The conclusion of law was that appellee is the owner in fee of the land described in the complaint, and entitled to the immediate possession thereof, and to have a judgment quieting his title thereto, and for' $1 damages and costs, and judgment was rendered accordingly.

The real question is, does it appear from the findings that appellee is entitled to have his title to the land occupied by appellant for its track and right of way quieted as against such use and occupancy? Or, what means the same thing, is he entitled to oust the appellant from the premises ? Appellee’s right to pecuniary compensation for the land so occupied is not questioned by appellant, but it is vigorously maintained that appellee, having knowingly stood by and observed appellant’s grantor, at great expense, construct upon the land a permanent railroad, make excavations and embankments thereon, without protest or ob’ [335]*335jection, and having observed the operation of cars over it at regular and frequent intervals, carrying passengers and light freight, for more than five years, and a large number of inhabitants establish their homes and business along the line, induced so to do by the apparent easy, cheap, and comfortable means of transportation from their homes to and from their work and places of business, will not now, after such prolonged acquiescence, be permitted- to oust appellant, and thus, by wresting from it possession of a .part of said line, destroy said means of transportation, to the injury of the public.
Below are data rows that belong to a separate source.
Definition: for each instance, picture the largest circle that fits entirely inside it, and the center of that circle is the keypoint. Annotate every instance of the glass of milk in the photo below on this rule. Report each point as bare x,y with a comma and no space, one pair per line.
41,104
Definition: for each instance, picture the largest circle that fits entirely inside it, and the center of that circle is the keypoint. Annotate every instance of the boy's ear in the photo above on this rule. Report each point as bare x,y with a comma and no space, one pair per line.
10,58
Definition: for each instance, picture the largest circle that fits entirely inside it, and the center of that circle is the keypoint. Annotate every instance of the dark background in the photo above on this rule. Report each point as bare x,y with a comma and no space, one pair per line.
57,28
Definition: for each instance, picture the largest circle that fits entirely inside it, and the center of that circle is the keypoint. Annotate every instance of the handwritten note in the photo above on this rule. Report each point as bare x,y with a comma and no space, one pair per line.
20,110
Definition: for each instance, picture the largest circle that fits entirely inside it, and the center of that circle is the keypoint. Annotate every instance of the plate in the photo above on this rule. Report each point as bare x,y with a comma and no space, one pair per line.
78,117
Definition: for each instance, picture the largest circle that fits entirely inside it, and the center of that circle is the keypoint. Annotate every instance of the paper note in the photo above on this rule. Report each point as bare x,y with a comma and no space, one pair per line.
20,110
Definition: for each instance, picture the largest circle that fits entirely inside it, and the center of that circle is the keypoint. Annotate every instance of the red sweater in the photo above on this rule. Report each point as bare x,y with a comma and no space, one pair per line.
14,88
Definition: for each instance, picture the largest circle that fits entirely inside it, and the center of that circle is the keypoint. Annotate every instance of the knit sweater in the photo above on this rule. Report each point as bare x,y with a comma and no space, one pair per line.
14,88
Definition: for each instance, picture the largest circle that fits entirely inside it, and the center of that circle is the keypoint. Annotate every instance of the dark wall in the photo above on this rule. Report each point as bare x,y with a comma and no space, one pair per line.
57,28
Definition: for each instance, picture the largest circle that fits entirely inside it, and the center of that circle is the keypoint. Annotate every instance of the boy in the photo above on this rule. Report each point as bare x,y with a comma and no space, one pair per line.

Whether appellant’s contention shall be sustained depends largely upon whether appellee, as the grantee to Sarah A. Miller, held such an interest in the farm as would enable him to protect the estate against the encroachment of appellant’s grantor. It is well to note that the will of John M. Miller gave a life estate to his widow, and then proceeds, “and after the death of my wije, I direct that the remaining real estate shall be sold by my executor, and out of the proceeds thereof shall be paid [certain small legacies] and the balance of the proceeds of said real estate, shall be equally divided between my son, Henry C. Miller, and my two daughters, Martha E. and Sarah A. Miller.” It has been uniformly held in this State since Doe v. Lanius, 3 Ind. 441, 56 Am. Dec. 518 (1852), that a naked power given by will to an executor to sell land for the purpose of paying legacies or making distribution does not vest the title in the executor, but in the heir, who becomes entitled to the rents and profits until the power to sell is exercised. In no case can the heir be cut off by will except by a devise of the estate, either expressly or by implication to someone else. Bowen v. Swander, 121 Ind. 164, and authorities collected on page 170.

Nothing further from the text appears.